Bean Breeders Scout Fields for Desirable Bean Genetics

Researchers examine dry bean field
In a dry edible bean plot at the UNL PREEC Mitchell Lab, Maria Alvarado, UNL graduate student, left, Kainyon Tay, head of the legume program in Chile, and Carlos Urrea, UNL dry bean breeder, look for desirable bean plants. (Photo by Chabella Guzman)

Bean Breeders Scout Fields for Desirable Bean Genetics

The dry bean harvest is underway across the Panhandle. At the University of Nebraska-Lincoln Panhandle Research Extension and Education Center in Scottsbluff, Carlos Urrea, UNL dry bean breeder, has been hand-selecting dry bean plants for research.
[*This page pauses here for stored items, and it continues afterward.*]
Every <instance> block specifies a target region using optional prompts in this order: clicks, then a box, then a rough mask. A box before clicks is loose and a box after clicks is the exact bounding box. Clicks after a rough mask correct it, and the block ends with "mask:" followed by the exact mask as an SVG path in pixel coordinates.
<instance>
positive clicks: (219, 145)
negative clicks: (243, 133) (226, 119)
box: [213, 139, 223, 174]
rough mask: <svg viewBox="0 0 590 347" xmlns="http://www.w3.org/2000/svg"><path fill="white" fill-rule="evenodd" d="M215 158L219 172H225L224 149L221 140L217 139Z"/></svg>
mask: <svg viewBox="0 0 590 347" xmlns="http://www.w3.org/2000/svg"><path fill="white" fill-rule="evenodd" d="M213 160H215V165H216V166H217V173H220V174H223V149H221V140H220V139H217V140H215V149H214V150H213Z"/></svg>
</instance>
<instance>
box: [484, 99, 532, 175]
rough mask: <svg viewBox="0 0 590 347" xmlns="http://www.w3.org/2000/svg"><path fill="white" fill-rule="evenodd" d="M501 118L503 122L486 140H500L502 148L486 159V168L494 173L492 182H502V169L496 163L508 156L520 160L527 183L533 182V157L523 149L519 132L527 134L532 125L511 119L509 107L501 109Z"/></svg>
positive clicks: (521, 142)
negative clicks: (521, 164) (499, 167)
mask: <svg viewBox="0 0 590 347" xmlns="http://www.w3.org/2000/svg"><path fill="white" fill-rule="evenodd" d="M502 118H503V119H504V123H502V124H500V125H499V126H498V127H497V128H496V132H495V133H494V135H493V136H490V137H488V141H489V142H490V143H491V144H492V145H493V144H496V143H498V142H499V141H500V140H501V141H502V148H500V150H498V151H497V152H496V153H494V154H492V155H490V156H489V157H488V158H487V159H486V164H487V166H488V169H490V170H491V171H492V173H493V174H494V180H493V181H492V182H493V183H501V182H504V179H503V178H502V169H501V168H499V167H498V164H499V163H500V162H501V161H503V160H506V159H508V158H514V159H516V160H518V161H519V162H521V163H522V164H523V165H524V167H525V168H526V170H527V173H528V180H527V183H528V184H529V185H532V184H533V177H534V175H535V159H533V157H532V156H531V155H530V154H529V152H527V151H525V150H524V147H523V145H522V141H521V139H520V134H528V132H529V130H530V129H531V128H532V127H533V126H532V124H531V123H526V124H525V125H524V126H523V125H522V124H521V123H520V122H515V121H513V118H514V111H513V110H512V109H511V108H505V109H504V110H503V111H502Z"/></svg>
Urrea and his team go into the fields before harvest and pull out the dry bean plants with desired traits.

“We have been selecting for earliness, plant architecture, and also for common bacterial blight resistance,” he said.

The dry edible beans in Urrea’s plots are fourth generation and include pintos, Great Northern and cranberries. He and his team of undergraduate students and summer workers are threshing the beans. Some of the pods have common bacterial blight. Those beans are rejected if the plant has more than 20% to 30% of blight.

“If they have intermediary maturity or are lying on the ground, they are also rejected,” Urrea said.

The group was joined by Kainyon Tay, head of the legume program in Chile with the National Research Institute of Ministry of Agriculture (INIA), on Sept. 19. He walked some plots with them, picking and choosing quality bean plants.

“I have sent him some Chilean (dry bean) lines, like Tortola. Carlos crosses them with beans that have resistant genes for bean mosaic virus, a disease problem in Chile,” Tay said.

Urrea and Tay are both part of the international nursery, where the breeders shuttle beans back and forth to shorten the breeding process. Chile is one of the nurseries Urrea uses to advance his bean program, so the beans grow by two generations a year.

“It (nurseries) makes the program more efficient,” Urrea said. “This year, we are rejecting about 30% of the lines in the field and not harvesting them.”

The dry beans that make the cut will be sent off to Chile, New Zealand, Australia and Puerto Rico to be grown. In the spring of 2024, the next generation will return to be planted in the Panhandle.